Members of the Coalition for Health Promotion did not gather at the Soap Gallery downtown this week to reinvent the wheel.

The coalition, which received a Drug-Free Communities grant in October 2017, aims to prevent and reduce youth substance use and abuse on the city’s South Side.

“We are trying to get people together who are already working in the community so we can talk to each other about what’s already being done,” said Takiyah Anderson, project director at Youngstown Urban Minority Alcoholism and Drug Abuse Outreach Program (YUMADAOP).

The Drug-Free Communities Program requires that grantee coalitions have “communitywide involvement.” That stipulation was reflected in the composition of the room, which included elected officials, law enforcement, youth organizations, health groups and education leaders.

Fittingly, the grant money will fund diverse programs in the community and at local schools.

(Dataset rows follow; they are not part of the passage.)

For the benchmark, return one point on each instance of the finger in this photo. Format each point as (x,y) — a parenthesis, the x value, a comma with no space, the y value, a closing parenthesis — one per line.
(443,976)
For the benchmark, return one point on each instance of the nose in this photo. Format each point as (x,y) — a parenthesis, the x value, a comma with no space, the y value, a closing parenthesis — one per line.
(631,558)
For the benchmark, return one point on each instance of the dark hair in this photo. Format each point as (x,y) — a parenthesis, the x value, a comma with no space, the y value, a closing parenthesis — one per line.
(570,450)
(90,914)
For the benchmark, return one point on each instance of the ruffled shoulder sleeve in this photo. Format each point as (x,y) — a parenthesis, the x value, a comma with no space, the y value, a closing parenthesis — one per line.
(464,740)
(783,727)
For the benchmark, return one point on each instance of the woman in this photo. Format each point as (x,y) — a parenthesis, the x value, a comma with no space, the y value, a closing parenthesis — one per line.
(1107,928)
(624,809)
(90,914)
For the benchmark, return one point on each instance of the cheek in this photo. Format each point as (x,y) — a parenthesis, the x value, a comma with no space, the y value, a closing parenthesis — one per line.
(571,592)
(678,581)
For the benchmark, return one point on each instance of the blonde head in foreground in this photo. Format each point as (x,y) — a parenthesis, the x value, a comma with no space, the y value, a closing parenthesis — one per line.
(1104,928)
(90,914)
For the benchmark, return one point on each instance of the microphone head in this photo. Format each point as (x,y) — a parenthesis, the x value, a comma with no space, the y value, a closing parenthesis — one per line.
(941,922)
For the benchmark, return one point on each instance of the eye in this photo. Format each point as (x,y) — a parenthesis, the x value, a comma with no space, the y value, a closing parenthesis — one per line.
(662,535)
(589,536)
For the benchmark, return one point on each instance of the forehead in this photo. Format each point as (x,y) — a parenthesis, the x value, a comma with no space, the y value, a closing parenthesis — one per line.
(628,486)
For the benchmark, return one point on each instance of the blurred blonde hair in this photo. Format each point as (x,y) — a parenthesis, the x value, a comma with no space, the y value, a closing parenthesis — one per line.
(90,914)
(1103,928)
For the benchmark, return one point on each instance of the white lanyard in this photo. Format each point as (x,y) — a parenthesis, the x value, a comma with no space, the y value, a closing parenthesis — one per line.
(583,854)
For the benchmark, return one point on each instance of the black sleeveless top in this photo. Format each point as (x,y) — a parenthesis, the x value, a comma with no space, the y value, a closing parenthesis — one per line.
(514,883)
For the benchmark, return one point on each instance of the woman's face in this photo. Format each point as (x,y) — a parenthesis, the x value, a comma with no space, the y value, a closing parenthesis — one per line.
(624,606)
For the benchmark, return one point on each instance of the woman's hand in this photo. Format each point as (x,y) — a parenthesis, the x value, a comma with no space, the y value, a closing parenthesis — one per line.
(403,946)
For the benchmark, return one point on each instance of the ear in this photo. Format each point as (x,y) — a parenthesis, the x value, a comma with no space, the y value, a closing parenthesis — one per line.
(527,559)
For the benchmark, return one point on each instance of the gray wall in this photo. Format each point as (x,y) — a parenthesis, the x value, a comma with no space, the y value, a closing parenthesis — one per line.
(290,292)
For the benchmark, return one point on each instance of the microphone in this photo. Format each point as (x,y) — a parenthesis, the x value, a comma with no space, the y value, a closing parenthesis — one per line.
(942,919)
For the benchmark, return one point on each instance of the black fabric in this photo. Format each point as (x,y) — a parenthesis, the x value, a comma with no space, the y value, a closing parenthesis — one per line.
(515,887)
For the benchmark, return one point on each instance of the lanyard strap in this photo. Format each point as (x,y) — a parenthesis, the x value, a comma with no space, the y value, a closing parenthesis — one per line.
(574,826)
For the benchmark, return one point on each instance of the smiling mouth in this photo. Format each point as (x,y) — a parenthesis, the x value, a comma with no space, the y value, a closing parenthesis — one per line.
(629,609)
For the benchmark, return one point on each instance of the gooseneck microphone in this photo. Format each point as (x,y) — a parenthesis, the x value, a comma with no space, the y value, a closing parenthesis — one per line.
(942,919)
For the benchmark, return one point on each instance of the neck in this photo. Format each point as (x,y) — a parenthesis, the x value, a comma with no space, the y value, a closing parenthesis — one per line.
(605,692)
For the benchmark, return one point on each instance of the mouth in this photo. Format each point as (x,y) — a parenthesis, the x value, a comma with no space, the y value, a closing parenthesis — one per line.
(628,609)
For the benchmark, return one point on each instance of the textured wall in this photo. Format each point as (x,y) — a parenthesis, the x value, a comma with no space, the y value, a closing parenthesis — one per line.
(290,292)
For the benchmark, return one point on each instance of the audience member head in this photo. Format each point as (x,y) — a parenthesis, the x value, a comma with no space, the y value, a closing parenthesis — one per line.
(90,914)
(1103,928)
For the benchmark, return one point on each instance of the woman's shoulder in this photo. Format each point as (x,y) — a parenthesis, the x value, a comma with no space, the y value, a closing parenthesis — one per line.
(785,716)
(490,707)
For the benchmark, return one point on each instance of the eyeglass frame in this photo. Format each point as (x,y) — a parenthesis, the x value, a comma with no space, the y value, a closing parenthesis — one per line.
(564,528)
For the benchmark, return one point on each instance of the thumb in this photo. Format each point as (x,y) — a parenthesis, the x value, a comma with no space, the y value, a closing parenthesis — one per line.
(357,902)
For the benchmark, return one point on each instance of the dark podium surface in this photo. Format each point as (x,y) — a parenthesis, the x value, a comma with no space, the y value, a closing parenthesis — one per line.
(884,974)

Darryl Alexander, executive director of YUMADAOP, explained the plan will monitor neighborhood stores and ensure they don’t sell alcohol and cigarettes to minors.

The grant also will fund programs that provide alternatives to drug use.

“We want to get shipping containers and convert them into viable businesses to be put on the corners of lots,” said Councilman Julius Oliver, D-1st.

“If you can capture a youth’s dream, and actually fund it and support it, that’s far greater than any substance,” he said.